Merge Sort Template
void merge_sort(int q[], int l, int r)
{
if (l >= r) return;
int mid = l + r >> 1;
merge_sort(q, l, mid);
merge_sort(q, mid + 1, r);
int k = 0, i = l, j = mid + 1;
while (i <= mid && j <= r)
if (q[i] <= q[j]) tmp[k ++ ] = q[i ++ ];
else tmp[k ++ ] = q[j ++ ];
while (i <= mid) tmp[k ++ ] = q[i ++ ];
while (j <= r) tmp[k ++ ] = q[j ++ ];
for (i = l, j = 0; i <= r; i ++, j ++ ) q[i] = tmp[j];
}
private int[] temp = new int[5_0000];
private void mergeSort(int[] nums, int l, int r) {
if (l >= r) {
return;
}
int mid = l + r >> 1;
mergeSort(nums, l, mid);
mergeSort(nums, mid + 1, r);
int k = 0, i = l, j = mid + 1;
while (i <= mid && j <= r) {
if (nums[i] < nums[j]) {
temp[k++] = nums[i++];
} else {
temp[k++] = nums[j++];
}
}
while (i <= mid) {
temp[k++] = nums[i++];
}
while (j <= r) {
temp[k++] = nums[j++];
}
for (i = l, j = 0; i <= r; i++, j++) {
nums[i] = temp[j];
}
}
Questions
23. Merge k Sorted Lists
Description
You are given an array of k linked-lists lists, each linked-list is sorted in ascending order.

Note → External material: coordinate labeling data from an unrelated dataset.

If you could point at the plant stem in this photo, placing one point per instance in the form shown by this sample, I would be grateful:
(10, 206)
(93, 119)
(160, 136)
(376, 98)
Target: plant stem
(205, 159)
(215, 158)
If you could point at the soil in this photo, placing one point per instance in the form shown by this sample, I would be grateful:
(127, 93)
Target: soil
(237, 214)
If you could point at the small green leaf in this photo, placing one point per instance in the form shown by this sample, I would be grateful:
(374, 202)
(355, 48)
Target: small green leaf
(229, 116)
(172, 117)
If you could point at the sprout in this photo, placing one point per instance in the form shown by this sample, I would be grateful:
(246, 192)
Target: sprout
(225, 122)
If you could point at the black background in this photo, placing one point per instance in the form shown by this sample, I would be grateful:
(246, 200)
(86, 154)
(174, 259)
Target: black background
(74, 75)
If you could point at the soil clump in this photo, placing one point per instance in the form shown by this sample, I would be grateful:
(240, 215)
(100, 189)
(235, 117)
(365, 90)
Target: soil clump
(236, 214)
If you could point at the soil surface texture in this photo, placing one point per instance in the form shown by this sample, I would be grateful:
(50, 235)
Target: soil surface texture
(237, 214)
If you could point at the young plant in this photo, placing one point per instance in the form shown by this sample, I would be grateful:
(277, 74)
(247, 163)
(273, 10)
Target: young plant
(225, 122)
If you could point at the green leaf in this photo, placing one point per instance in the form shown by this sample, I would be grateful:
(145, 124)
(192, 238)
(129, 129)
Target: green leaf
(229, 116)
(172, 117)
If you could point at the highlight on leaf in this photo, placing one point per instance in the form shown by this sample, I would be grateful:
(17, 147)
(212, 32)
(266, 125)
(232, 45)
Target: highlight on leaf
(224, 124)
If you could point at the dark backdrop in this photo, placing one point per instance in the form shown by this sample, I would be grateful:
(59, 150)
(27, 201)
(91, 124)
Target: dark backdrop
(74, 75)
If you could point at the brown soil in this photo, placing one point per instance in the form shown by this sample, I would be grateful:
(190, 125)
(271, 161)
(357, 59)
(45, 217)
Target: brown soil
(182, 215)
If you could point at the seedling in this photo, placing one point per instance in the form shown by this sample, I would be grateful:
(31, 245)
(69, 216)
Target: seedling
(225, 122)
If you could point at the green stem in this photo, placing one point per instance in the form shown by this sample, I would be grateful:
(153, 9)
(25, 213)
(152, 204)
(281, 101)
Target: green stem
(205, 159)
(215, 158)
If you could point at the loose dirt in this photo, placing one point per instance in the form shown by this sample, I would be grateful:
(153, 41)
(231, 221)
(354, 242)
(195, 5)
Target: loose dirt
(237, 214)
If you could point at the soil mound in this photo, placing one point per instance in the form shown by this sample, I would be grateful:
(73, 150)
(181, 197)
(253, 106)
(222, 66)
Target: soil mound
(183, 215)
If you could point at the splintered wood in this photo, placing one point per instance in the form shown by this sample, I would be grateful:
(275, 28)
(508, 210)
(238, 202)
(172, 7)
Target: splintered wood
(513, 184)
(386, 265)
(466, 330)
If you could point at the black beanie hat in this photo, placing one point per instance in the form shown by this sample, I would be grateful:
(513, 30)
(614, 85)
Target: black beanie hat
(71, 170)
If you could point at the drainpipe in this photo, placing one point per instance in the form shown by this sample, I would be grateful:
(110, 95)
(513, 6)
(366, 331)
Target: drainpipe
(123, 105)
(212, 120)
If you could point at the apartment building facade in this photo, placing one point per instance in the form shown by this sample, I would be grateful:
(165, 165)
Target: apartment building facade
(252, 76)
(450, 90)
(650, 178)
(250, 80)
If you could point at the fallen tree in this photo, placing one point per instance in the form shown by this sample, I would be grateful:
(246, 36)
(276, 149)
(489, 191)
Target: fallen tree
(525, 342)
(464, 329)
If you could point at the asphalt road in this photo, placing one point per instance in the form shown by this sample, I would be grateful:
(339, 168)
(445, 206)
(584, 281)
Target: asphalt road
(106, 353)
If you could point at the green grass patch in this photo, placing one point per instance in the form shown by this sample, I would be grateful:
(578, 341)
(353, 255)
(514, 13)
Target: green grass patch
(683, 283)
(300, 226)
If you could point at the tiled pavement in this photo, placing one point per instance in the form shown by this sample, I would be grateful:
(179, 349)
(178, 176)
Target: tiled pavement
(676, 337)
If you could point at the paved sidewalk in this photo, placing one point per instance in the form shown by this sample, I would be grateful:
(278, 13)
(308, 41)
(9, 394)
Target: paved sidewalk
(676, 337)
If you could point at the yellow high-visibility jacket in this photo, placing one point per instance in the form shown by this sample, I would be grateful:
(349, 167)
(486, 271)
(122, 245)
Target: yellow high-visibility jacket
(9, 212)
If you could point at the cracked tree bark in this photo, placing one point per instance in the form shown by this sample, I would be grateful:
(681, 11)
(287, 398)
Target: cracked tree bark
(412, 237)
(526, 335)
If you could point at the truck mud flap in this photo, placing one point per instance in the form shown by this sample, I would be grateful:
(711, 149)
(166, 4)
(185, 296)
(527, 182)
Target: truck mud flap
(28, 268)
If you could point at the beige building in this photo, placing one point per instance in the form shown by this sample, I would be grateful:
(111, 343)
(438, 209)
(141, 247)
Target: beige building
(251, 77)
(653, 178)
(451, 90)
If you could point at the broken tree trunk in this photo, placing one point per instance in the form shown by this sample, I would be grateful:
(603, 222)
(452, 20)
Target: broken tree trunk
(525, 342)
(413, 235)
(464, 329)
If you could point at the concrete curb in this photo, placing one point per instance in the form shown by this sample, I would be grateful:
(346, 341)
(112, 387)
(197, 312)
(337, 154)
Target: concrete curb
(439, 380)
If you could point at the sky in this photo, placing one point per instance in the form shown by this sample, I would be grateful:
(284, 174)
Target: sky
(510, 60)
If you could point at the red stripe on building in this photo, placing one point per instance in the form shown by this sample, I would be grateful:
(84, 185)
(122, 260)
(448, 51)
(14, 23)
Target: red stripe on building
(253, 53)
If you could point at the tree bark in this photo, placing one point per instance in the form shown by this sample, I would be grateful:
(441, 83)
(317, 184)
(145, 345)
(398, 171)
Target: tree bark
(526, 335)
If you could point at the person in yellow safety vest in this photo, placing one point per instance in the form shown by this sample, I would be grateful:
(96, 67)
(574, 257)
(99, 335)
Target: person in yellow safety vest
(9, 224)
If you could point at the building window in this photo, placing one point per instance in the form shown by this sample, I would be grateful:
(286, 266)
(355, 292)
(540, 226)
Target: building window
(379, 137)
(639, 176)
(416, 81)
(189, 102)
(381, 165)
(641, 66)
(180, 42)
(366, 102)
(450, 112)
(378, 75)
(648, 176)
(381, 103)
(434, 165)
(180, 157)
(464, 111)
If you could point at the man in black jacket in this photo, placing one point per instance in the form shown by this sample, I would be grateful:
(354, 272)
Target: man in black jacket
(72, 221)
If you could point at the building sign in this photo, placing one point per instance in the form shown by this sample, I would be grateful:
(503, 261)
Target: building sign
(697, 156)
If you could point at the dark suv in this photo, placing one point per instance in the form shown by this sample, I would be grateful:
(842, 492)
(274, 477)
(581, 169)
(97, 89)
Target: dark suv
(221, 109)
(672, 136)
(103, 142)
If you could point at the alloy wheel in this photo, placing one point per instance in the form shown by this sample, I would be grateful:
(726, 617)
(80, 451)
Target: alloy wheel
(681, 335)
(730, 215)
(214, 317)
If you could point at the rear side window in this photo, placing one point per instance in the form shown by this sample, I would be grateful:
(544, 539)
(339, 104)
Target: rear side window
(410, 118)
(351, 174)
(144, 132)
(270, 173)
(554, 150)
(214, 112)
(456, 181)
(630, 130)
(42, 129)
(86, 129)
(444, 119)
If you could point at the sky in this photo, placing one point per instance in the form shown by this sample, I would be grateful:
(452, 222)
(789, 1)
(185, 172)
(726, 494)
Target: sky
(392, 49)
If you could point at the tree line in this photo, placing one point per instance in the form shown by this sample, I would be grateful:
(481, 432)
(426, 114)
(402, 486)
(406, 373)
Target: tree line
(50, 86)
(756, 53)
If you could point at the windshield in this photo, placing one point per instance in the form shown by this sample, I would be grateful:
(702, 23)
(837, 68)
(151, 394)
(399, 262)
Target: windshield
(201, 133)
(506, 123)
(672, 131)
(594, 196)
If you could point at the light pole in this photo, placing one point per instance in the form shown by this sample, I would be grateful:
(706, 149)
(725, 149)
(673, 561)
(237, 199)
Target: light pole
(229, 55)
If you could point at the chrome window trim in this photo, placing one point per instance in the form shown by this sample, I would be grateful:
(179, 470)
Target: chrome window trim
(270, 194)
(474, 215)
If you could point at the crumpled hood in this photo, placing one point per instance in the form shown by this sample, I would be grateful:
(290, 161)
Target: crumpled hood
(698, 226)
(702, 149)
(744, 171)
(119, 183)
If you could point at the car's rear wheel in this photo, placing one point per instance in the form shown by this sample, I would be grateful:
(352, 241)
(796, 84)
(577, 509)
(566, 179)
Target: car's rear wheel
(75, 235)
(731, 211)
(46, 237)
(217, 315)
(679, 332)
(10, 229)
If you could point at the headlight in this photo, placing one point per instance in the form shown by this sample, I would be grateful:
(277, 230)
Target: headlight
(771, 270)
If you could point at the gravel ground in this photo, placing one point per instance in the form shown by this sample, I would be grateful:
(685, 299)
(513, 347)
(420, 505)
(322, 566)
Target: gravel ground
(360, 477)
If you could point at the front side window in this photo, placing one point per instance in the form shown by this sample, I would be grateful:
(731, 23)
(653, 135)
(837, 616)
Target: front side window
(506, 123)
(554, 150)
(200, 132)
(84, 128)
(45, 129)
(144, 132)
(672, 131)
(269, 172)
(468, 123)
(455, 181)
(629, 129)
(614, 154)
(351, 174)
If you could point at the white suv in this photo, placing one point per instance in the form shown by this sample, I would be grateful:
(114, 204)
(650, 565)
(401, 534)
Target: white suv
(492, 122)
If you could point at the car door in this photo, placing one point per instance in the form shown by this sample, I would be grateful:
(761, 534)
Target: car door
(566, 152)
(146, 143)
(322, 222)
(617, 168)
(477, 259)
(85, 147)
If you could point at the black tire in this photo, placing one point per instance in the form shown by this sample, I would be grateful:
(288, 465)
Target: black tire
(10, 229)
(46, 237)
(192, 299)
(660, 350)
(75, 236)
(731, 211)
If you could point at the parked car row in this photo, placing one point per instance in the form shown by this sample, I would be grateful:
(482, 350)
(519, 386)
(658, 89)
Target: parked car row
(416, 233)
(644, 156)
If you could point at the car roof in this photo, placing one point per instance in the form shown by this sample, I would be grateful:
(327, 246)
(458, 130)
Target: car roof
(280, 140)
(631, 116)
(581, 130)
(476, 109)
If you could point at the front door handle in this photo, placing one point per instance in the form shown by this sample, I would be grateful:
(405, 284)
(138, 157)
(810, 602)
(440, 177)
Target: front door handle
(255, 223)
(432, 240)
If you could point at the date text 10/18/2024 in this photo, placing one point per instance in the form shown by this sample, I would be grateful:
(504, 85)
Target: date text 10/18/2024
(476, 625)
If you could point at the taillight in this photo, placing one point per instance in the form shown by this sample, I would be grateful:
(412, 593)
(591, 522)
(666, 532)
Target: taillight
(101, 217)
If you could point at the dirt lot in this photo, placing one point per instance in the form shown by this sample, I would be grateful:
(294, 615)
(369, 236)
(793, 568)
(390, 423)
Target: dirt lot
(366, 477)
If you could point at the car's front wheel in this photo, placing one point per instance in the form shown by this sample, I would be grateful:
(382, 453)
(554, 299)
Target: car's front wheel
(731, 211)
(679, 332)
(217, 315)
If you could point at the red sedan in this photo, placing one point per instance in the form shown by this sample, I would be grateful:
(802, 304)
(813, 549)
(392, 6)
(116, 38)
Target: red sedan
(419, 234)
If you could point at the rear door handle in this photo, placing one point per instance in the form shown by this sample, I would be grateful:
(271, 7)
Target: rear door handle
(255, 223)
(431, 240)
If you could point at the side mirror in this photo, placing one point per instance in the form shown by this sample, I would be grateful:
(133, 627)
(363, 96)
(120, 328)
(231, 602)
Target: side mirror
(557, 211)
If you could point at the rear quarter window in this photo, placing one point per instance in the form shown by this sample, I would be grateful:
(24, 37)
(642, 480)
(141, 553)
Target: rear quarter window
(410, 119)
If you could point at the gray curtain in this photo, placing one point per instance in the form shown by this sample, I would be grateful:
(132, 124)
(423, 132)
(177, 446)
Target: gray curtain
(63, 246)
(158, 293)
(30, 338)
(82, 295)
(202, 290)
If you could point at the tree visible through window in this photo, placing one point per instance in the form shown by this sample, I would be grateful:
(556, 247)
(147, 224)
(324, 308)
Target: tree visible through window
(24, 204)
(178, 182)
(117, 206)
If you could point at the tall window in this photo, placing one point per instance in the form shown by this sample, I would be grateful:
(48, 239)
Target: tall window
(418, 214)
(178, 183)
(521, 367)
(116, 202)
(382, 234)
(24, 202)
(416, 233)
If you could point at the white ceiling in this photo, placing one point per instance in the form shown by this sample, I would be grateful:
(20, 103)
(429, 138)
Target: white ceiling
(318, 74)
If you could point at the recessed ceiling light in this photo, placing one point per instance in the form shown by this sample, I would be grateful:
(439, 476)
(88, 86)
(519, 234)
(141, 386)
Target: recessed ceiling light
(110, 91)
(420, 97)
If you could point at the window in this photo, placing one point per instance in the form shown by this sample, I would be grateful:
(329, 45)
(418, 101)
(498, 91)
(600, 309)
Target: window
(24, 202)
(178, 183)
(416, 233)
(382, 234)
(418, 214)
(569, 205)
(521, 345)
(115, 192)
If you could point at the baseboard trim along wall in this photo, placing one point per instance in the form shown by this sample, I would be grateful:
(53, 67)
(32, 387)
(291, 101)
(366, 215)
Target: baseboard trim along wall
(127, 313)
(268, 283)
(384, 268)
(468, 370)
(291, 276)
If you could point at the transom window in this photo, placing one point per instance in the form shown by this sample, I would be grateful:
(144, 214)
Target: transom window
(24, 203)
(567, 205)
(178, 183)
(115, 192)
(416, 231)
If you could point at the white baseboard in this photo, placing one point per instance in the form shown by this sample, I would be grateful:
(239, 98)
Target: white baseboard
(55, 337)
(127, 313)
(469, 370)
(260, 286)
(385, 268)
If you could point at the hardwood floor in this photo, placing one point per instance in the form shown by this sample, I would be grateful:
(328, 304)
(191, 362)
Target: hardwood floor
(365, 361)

Merge all the linked-lists into one sorted linked-list and return it.
Example 1:
Input: lists = [[1,4,5],[1,3,4],[2,6]]
Output: [1,1,2,3,4,4,5,6]
Explanation: The linked-lists are:
[
1->4->5,
1->3->4,
2->6
]
merging them into one sorted list:
1->1->2->3->4->4->5->6
Example 2:
Input: lists = []
Output: []
Example 3:
Input: lists = [[]]
Output: []
Constraints:
k == lists.length0 <= k <= 10^40 <= lists[i].length <= 50010^4 <= lists[i][j] <= 10^4-
lists[i]is sorted in ascending order. - The sum of
lists[i].lengthwon't exceed10^4.
解题
方法一
思路
视频详解: https://www.youtube.com/watch?v=ptYUCjfNhJY
用PriorityQueue做最小堆,每次最小的值出来
代码
public ListNode mergeKLists(ListNode[] lists) {
// 初始化
ListNode head = new ListNode(-1);
ListNode tail = head;
// 构建最小堆
PriorityQueue<ListNode> miniHeap = new PriorityQueue<>((n1, n2) -> {
return n1.val - n2.val;
});
// 把所有list的第一个node,放到最小堆
for (ListNode node : lists) {
if (node != null) miniHeap.offer(node);
}
while (!miniHeap.isEmpty()) {
// 最小的值出来
tail.next = miniHeap.poll();
// 指针往后挪一个
tail = tail.next;
// 如果这个最小的值后面还有节点,那就放进去
if (tail.next != null) {
miniHeap.offer(tail.next);
}
}
return head.next;
}
复杂度分析
- 时间复杂度: O( n * log(k) )
- 空间复杂度: O(k)
方法二
思路
merge sort
代码
/**
* Definition for singly-linked list.
* public class ListNode {
* int val;
* ListNode next;
* ListNode() {}
* ListNode(int val) { this.val = val; }
* ListNode(int val, ListNode next) { this.val = val; this.next = next; }
* }
*/
class Solution {
// 15 min
public ListNode mergeKLists(ListNode[] lists) {
return mergeKLists(lists, 0, lists.length - 1);
}
private ListNode mergeKLists(ListNode[] lists, int l, int r) {
if (l < r) {
int mid = l + r >> 1;
ListNode node1 = mergeKLists(lists, l, mid);
ListNode node2 = mergeKLists(lists, mid + 1, r);
return merge2Lists(node1, node2);
} else if (l == r) {
return lists[l];
} else {
return null;
}
}
private ListNode merge2Lists(ListNode node1, ListNode node2) {
ListNode dummy = new ListNode(-1);
ListNode head = dummy;
while (node1 != null && node2 != null) {
if (node1.val < node2.val) {
head.next = node1;
node1 = node1.next;
} else {
head.next = node2;
node2 = node2.next;
}
head = head.next;
}
if (node1 != null) {
head.next = node1;
}
if (node2 != null) {
head.next = node2;
}
return dummy.next;
}
}
复杂度分析
- 时间复杂度: O(nlogn)
- 空间复杂度: O(1)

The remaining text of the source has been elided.